Add-on statistics have been intermittent for a couple months and are just recently getting the attention they need.
Our current process is to count download statistics once per day and update ping statistics once per week (update pings are a sampling of the complete set). The reliability of the script generating these statistics has been falling as our data size has grown and we’ve had several bugs filed regarding the numbers it’s produced. Most of the time they are relatively small fixes and the script continued to limp along.
Currently we’re facing questionable results in both sets of statistics (bug 468570 for update pings, bug 472538 for download counts). I’ve been debugging the update pings script and despite solving some problems we’re continuing to see the script fail to run properly.
Parallel to AMO development, Daniel Einspanjer has been working on a larger statistics parser that will aggregate data from many Mozilla sites into a dashboard with easy visualizations. It turns out he’s already processing the AMO logs and pulling out more data than us more often and in less time.
With a system like that available it doesn’t make sense for us to continue to develop (and, in this case heavily modify) our local statistics scripts. With that in mind, our next steps are:
- Verify the results we (used to) get with the AMO scripts match those of the new system
- Create a transformation script to push the data from Daniel’s project to the AMO database
- Turn off the AMO scripts
- Back fill statistics through at least November 15th, 2008 to replace our flailing stats. If the comparisons in step 1 reveal miscounting from before that we’ll back fill as far as we need to.
These steps will let us meet the immediate goal of getting the statistics we offer now to be reliable and complete. In the future we can look at pulling additional data from the new metrics system. The target date to switch to the new system is the end of next week, Jan 31 2009. Once we make the switch we can evaluate how long the parsing takes and give an estimate of how long back filling will take. As always, let me know if there are any concerns.

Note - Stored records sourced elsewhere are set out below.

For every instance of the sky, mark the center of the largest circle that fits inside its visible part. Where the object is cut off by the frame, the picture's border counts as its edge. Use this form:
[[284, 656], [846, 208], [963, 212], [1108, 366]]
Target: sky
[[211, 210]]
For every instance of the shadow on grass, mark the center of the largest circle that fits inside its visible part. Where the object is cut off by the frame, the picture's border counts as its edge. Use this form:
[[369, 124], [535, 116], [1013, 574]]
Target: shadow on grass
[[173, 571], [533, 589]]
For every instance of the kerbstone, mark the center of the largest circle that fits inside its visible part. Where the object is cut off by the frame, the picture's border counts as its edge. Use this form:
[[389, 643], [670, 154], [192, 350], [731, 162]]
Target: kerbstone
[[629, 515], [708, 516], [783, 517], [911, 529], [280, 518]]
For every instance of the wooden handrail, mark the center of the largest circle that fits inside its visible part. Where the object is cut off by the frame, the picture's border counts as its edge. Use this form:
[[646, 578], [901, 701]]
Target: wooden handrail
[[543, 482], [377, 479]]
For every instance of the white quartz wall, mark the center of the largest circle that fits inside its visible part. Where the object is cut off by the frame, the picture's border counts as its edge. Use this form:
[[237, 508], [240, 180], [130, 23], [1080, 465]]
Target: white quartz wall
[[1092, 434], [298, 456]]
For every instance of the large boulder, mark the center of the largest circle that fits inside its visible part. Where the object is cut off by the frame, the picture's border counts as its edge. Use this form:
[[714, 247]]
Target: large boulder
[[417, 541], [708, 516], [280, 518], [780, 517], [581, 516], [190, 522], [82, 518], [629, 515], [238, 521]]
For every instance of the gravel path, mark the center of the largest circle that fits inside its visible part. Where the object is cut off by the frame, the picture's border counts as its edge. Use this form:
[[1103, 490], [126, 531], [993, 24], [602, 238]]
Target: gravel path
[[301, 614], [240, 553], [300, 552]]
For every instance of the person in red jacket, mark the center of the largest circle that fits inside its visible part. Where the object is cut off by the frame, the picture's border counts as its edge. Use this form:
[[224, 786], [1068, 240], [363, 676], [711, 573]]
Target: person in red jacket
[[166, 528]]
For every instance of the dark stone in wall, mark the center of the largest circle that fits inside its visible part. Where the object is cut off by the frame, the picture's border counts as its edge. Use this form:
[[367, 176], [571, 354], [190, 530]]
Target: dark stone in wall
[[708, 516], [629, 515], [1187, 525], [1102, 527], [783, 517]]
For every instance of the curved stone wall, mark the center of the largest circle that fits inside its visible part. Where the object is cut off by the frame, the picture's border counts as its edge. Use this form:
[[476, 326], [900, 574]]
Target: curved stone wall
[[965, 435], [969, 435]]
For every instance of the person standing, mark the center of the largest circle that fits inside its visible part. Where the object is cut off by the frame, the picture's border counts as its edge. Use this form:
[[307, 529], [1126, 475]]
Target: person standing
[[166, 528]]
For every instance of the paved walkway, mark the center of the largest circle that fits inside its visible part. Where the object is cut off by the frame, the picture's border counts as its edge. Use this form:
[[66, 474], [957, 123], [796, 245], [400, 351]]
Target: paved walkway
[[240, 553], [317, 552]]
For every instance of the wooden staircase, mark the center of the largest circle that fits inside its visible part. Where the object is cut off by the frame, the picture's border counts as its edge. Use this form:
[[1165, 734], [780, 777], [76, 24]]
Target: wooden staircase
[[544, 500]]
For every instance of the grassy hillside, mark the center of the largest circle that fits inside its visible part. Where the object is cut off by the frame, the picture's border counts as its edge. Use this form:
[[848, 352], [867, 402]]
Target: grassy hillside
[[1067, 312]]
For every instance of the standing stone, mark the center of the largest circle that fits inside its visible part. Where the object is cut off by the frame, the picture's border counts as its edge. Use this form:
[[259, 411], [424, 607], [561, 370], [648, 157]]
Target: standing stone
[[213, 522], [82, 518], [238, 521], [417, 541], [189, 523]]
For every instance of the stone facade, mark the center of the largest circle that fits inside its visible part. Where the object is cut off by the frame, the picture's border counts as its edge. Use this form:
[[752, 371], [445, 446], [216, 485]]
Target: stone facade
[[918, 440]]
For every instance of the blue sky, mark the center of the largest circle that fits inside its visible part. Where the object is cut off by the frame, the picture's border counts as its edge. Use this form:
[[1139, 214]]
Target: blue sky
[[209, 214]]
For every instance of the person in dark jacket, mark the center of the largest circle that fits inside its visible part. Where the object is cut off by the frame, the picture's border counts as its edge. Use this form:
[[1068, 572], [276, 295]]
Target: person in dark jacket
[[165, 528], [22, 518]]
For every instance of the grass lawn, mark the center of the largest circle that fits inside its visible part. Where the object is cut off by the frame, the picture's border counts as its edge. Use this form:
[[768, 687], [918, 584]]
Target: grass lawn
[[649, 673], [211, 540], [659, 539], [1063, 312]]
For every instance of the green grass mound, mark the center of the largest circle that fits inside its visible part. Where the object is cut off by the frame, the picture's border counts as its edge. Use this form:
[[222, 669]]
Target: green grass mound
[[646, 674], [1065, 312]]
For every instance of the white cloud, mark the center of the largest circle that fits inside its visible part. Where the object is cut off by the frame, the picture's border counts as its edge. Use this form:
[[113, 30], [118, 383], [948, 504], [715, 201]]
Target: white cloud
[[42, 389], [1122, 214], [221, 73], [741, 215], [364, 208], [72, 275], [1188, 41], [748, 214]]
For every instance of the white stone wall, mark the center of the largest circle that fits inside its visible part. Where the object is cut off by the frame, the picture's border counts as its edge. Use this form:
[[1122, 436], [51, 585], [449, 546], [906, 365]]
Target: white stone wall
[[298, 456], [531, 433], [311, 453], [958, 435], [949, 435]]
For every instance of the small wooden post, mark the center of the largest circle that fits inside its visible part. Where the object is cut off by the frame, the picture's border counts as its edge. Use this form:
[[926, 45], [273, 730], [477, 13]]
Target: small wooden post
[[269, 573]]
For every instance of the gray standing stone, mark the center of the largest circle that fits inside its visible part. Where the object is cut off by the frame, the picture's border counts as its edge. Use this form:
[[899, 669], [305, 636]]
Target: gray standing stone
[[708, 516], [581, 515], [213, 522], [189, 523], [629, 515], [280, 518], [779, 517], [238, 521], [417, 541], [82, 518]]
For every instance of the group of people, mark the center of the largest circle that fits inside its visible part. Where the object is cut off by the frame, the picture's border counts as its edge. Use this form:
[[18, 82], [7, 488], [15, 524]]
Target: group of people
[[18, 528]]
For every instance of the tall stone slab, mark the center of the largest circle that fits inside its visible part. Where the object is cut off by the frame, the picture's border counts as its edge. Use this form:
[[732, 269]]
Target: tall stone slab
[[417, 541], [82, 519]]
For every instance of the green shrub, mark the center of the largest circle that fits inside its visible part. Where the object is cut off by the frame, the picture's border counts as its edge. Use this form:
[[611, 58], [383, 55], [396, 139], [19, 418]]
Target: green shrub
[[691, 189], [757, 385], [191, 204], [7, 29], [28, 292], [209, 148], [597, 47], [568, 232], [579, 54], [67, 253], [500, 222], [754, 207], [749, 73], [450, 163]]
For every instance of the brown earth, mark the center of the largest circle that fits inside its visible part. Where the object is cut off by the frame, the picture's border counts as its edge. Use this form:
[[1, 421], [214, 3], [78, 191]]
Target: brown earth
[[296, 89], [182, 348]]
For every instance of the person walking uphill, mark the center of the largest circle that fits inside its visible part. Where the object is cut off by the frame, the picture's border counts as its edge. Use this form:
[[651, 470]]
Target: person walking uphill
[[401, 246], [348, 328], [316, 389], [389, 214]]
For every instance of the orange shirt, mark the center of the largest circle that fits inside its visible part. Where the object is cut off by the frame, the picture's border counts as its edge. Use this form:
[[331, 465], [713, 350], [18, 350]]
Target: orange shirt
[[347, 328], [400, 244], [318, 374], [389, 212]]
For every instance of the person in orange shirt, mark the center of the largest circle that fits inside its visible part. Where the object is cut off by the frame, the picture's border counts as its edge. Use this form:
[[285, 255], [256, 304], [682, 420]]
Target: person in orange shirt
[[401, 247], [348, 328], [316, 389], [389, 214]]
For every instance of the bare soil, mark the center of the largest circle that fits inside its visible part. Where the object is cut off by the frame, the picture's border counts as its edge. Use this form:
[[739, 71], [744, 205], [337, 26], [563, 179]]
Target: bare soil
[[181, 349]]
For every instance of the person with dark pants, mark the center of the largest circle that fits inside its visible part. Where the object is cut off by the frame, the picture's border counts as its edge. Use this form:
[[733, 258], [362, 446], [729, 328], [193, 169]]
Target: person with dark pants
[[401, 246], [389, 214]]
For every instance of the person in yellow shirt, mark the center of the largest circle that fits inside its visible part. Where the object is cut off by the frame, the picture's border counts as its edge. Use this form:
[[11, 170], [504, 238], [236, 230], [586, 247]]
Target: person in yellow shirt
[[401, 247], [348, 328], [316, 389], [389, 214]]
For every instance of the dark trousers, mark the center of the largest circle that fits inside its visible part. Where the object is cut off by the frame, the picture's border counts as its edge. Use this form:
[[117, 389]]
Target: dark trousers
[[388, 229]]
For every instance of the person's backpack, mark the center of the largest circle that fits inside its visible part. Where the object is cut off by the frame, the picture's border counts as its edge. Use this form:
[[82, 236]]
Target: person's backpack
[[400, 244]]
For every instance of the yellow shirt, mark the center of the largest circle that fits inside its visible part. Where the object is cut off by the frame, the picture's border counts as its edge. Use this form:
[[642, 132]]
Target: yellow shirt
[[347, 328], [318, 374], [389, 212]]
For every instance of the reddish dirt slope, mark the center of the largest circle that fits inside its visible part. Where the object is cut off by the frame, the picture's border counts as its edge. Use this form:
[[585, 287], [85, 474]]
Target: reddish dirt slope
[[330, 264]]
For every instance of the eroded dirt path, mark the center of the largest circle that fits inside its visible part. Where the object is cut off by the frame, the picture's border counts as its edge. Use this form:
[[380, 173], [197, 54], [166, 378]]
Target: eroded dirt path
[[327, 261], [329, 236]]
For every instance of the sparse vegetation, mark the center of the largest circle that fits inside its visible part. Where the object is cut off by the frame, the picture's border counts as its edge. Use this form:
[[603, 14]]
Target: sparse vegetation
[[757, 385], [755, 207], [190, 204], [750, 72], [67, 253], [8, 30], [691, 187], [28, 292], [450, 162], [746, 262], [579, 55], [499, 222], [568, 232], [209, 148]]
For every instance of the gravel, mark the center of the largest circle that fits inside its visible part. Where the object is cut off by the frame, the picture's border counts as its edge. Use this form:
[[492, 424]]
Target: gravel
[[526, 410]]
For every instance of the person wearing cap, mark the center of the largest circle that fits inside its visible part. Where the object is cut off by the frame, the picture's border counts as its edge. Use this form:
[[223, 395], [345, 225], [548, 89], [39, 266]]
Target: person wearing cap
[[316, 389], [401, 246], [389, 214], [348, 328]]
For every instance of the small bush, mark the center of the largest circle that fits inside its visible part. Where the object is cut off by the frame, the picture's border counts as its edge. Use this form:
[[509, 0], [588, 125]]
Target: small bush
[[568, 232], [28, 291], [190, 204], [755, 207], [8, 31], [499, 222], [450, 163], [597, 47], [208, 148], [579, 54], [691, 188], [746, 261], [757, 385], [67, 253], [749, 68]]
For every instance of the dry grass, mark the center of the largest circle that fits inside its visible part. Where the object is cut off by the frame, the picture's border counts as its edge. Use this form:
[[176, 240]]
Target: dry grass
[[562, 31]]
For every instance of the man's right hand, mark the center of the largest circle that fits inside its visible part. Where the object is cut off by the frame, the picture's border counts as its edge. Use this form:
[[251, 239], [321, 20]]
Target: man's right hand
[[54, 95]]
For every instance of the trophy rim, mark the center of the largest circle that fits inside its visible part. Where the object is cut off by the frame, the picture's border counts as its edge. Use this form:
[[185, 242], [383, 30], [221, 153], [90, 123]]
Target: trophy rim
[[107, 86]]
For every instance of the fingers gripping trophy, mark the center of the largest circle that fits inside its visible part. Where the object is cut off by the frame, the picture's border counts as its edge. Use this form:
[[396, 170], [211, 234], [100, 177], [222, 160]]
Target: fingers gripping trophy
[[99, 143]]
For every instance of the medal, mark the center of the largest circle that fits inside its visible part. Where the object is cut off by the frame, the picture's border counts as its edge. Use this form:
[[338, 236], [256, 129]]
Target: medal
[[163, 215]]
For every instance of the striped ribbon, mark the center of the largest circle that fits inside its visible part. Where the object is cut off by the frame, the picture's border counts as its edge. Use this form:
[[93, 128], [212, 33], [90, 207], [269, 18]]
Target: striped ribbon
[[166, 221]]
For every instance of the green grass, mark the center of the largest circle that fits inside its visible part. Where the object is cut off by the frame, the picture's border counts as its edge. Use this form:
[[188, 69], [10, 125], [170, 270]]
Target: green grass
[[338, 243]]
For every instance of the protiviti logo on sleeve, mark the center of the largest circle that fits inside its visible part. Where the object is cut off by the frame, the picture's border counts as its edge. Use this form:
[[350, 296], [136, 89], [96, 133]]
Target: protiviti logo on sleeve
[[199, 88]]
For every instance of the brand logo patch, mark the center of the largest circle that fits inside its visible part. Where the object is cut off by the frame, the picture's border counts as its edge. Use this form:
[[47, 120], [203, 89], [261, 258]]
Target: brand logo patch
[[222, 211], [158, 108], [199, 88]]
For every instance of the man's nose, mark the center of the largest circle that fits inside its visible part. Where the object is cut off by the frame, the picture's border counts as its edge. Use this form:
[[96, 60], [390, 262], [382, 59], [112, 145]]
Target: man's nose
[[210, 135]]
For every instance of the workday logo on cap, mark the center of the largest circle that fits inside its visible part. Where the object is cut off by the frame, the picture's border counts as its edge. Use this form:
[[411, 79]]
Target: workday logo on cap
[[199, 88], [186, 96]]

Update 2009-02-02: We compared the scripts’ results and found a discrepancy among add-ons that have significant external download numbers. The current stats script verified the GUID matches and then counted the update. The new stats script verified the GUID and the version before counting the update. This means if a specific version isn’t hosted on AMO the new script doesn’t count it. I think the current method of verifying only the GUID is more useful to authors and the new script is being changed. That means we’ll have to re-run and re-compare the numbers (a single day is taking about 5 hours now). Other numbers are showing early promise. I’ll continue to update as we progress.